To me as you pointed out I think this is due more to a lack of data than a lack of occurrence. It just doesn’t make sense how they could come all the way from Sudan then Indonesia and not drown, but on the way back a lot of them do. Ultimately it’s a dangerous trek both ways and shouldn’t be encouraged either way.

“I guess my other concern is that there really aren’t many — if any — safe places to return these asylum seekers to.”

And this is where I hope we can find more agreement. I think this is where Australia should be putting more of its resources into. To me I find it an interesting dichotomy here in America where the left will often argue for open-borders and then critique U.S. foreign intervention. In other words, the strategy seems to be… we won’t help you fix your problems but we welcome you to bring them here.

The world is far too interconnected. We can’t simply hide behind our oceans. We must go out first with an open-hand, and then if needed a closed fist, to bring peace and prosperity to the world. We must proceed cautiously. I don’t for example want to remake the world in the western image (I believe strongly in preserving traditional cultures), but I think there needs to be a floor that is set for what the world considers morally acceptable behavior. Moral relativism has its limits. Throughout the world murder, rape, pedophile, terrorism should be banned.

“Honestly, this is where emotion begins to trump it for me — I figure if they’re already here, just accommodate them.”

I feel you man. I too wish to create a better world.

Sometimes we let the story of a tragic few dictate our policy at the expense of the masses.

For example, in the United States it is in fact our relatively open southern border that has allowed the drug cartels to get so much money because of the financial power of the American consumer. These cartels then have so much more money then their own governments that they can then corrupt the corruptible and kill the uncompromising thereby creating a perpetual cycle of people fleeing from the poverty and violence and then American democrats welcome these refugees with open arms trying to claim the moral high ground as they become undocumented workers having to spend their lives working in harsh living conditions, in crowded houses, with below minimum wage pay, often far away from their family.

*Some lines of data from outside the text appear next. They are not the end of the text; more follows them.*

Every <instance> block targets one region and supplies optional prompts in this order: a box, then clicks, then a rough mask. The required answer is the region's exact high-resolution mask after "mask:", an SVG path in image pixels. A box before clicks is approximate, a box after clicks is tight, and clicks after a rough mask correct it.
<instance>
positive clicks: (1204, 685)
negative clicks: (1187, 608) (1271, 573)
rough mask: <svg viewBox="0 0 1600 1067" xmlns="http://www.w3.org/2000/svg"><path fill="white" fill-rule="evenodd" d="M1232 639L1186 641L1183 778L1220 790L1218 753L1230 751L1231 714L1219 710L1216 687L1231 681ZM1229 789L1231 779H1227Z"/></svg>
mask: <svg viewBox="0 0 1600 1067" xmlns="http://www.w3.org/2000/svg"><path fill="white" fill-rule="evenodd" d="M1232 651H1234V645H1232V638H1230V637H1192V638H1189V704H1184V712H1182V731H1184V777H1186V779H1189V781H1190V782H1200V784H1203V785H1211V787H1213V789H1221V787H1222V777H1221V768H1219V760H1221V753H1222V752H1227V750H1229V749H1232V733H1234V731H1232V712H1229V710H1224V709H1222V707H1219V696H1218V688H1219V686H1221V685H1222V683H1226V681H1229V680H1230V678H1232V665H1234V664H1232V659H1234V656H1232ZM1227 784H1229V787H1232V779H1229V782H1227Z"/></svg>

In the case of Australia I don’t think you guys have a role in the instability of those regions you mentioned so I digressed there a bit, but I do sense those who argue most passionately for refugees tend to argue against interventionism/preventionism. Why not put more money into building better camps/facilities/asylums in the refugee home countries? It would actually save Australia money rather than trying to integrate them all into Australian society, often against their will because many of them didn’t come to Australia to be integrated. And it would save far more lives by working to fix the root problem of instability by creating a spot of stability close to home for these refugees to look to as an example of hope.